This is an old revision of the document!
On occasion, we are asked whether Esferico can provide a GDPR Certificate for our products.
GDPR Certificates were agreed to be promoted by the various GDPR enforcement agencies around the EU, the agency responsible in the UK being the ICO, as it had been with the standard Data Protection Act. This promotion was generally intended to 'raise the bar' of GDPR compliance.
At this time, Esferico ltd. have chosen not to seek a GDPR Certificate - the simple reason being that no product or service provided by Esferico ltd. is covered by the GDPR Certificate scheme.
Read on to learn why.
There is a list of valid reasons why, in the long term, all companies providing data processing services may wish to gain a GDPR Certificate - despite the fact that GDPR organisations around Europe are intended to promote the system, participation is voluntary which in many ways immediately reduces the effectiveness of the system.
At this current time however, the following paragraph from the ICO documentation is probably the most applicable in this case:
Applying for certification is voluntary. However, if there is an approved certification scheme that covers your processing activity, you may wish to consider having your processing activities certified as it can help you demonstrate compliance to the regulator, the public and in your business to business relationships.
(emphasis added)
While GDPR enforcement organisations around Europe are intended to promote the GDPR Certificate scheme, the reality is that certificates are neither audited by, enforced by or even issued by the ICO.

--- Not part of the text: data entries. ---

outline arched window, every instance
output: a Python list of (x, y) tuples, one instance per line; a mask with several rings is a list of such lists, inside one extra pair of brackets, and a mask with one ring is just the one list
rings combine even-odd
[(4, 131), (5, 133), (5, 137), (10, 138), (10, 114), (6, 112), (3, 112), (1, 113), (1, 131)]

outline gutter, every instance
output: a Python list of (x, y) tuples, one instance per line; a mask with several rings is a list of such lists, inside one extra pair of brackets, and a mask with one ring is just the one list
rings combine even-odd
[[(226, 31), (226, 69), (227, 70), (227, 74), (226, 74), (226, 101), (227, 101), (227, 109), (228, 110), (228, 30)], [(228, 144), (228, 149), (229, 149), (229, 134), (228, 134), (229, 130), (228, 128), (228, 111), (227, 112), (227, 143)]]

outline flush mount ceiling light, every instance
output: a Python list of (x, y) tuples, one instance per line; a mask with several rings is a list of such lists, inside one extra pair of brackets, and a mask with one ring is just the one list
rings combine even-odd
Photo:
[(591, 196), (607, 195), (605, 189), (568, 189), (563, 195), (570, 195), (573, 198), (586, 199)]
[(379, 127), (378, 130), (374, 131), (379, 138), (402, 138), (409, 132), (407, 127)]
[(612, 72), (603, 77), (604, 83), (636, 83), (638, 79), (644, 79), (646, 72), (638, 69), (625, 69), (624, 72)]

Instead, 3rd party companies and consultancies identify an area of interest to themselves, put together a compliance framework for that type of industry or product, and them submit that framework to the ICO for authorisation.
Once the framework is authorised, the 3rd party company or consultancy is able to charge a fee for the assessment of companies and - if they comply with the conditions of the framework - issue them with a GDPR Compliance Certificate. The Certificate is issued by the 3rd party company, and not the ICO. The framework in question is owned by the 3rd party.
The ICO has been slow to roll out the scheme. They finally started to take action in March 2020 and in April 2021, they released a list of currently ICO authorised schemes.
As at time of writing, this scheme still only has 3 authorised schemes and none of them apply to either the industry or products provided by Esferico ltd.
Further information on the GDPR Certificate scheme can be found at the ICO Certification webpage.
Note that at a future time when a suitable certification scheme is in place, is balanced and we believe is correct for the industry in which Esferico ltd. provides products, a GDPR Certificate will be sought.